実はブッキング・ドットコムは、ハッキングの標的になっている。英公共放送のBBCによると、顧客の氏名、メールアドレス、電話番号、予約詳細がハッカーに盗まれた。どれだけの利用者が影響を受けたのか、同社は明らかにしていない。
サイバーセキュリティ企業ノートンは、この手口を「予約ハイジャック(予約の乗っ取り)」と名付けている。犯罪者は、本物の予約データを掌握。
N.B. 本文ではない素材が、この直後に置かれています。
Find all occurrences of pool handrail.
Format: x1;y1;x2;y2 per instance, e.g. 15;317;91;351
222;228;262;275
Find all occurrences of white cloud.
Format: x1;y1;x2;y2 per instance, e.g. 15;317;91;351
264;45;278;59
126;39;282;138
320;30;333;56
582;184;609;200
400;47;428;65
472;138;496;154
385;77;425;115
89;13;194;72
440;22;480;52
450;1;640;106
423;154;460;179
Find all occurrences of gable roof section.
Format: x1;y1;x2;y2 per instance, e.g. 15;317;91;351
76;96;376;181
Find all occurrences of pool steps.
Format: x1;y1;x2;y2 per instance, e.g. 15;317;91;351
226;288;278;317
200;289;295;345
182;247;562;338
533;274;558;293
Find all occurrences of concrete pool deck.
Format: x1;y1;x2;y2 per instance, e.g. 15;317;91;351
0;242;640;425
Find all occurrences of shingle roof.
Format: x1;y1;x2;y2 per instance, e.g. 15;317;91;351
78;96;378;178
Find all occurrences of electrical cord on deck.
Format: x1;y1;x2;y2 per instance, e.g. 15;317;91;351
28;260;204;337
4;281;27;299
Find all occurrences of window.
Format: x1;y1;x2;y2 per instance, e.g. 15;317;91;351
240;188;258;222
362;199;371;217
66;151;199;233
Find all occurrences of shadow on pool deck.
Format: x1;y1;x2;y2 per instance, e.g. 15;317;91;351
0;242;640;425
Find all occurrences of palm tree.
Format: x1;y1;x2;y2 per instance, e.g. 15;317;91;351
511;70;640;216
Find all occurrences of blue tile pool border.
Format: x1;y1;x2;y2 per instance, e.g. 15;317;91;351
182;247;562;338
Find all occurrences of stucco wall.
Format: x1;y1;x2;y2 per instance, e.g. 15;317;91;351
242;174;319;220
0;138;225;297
利用者の氏名や宿泊日を記したメールが届けば、正規のホテルからの連絡だと信じてしまいやすい。
同社のセキュリティ・エバンジェリスト、ルイス・コロンズ氏は、「まるで通常のカスタマーサービスのように詐欺を演じることができる」と警告する。
パキスタンから届いたメールの正体
詐欺被害は、世界各地で報告されている。
カナダ国営公共放送のカナダ放送協会によると、トルコ・イスタンブール在住のメルト・アクタスさんはギリシャのホテルを予約して3カ月も経ってから、パキスタン発の不審なワッツアップのメッセージを受信した。
ブッキング・ドットコムは当初、ホテル側の問題だと片づけた。数日後にようやく個人情報の流出を認めている。「透明性がまったくない」とアクタスさんは憤る。
一方、カナダ・マニトバ州在住のエイミー・ウォームズさんが受け取ったのは、カタルーニャ語で書かれたデータ侵害の通知だった。自分の情報がなぜスペインと結びつくのか、心当たりすらない。
BBCは2023年3月以降、この種の詐欺を繰り返し報じてきた。今年4月15日の報道時点でも、なおも数十人という被害者たちが同局に連絡を寄せているという。